We encourage postdoctoral and independent scientists with up to five years of active research experience, and who have authored or co-authored a research paper published (or accepted for publication) at eLife, to apply online with our simple application form. Please review the updated terms and conditions before applying.
Applicants who have had an abstract of high scientific merit already accepted for presentation at their chosen meeting will be treated with priority.
We especially welcome applications from researchers requiring international travel to their meeting of choice.
The table below lists all the deadlines for eLife’s early-career travel grants in 2017. We also list the dates when we plan to announce the results of each round.

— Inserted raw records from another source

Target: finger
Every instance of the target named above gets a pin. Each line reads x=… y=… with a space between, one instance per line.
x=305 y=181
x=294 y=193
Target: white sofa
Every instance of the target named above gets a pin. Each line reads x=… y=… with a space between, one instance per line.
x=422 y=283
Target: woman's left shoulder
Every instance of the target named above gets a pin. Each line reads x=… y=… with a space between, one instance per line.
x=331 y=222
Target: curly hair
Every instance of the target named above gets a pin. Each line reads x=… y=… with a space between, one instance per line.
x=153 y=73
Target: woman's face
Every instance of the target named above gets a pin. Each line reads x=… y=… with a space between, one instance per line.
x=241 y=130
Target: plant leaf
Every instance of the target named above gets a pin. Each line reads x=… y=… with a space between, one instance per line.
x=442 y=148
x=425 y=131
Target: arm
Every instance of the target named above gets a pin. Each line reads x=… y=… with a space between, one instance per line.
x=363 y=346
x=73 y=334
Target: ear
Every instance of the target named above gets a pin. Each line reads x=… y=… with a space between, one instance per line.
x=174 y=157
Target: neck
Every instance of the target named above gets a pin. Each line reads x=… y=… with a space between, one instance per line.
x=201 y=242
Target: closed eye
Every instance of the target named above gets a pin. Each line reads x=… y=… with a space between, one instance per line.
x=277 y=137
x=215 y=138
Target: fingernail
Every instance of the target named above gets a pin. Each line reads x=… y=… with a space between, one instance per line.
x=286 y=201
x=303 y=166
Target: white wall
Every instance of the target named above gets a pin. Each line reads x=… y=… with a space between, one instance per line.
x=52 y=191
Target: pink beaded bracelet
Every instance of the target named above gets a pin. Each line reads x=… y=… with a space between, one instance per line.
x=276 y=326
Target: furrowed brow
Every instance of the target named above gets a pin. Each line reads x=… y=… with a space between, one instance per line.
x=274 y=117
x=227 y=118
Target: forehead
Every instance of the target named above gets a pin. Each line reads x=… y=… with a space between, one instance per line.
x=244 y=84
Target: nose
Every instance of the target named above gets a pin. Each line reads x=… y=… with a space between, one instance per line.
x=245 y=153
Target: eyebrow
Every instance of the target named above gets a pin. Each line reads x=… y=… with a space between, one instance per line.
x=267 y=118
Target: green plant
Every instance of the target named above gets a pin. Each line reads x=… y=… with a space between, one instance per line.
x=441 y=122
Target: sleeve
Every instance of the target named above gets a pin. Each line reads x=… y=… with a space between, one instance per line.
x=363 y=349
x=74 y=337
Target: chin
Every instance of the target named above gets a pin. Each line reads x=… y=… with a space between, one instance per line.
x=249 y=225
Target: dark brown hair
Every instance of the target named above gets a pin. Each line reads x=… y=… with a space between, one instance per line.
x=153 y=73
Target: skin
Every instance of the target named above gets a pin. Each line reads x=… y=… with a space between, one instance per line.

|Subject group||Deadline 1||Announcing results||Deadline 2||Announcing results||Deadline 3||Announcing results|
|A) Biochemistry/Biophysics and Structural Biology/Computational and Systems Biology||April 3||April||June 5||June||September 4||September|
|B) Epidemiology and Global Health/ Human Biology and Medicine||April 3||April||June 5||June||September 4||September|
|C) Cell Biology/Developmental Biology and Stem Cells||April 3||April||June 5||June||September 4||September|
|D) Immunology / Microbiology and infectious disease||May 1||May||July 3||July||October 2||October|
|E) Cancer Biology/ Genes and Chromosomes||May 1||May||July 3||July||October 2||October|
|F) Genomics and Evolutionary Biology/Ecology/Plant Biology||May 1||May||July 3||July||October 2||October|
|G) Neuroscience||May 1||May||September 4||September|
At each round of funding in each of the seven broad disciplines listed in the table, we offer one travel grant of up to $1,000. There will be up to 20 available grants through the course of the year.
Please note that applications received after any of the deadlines will be considered with the next available round in the same discipline, but not after the final deadline has passed.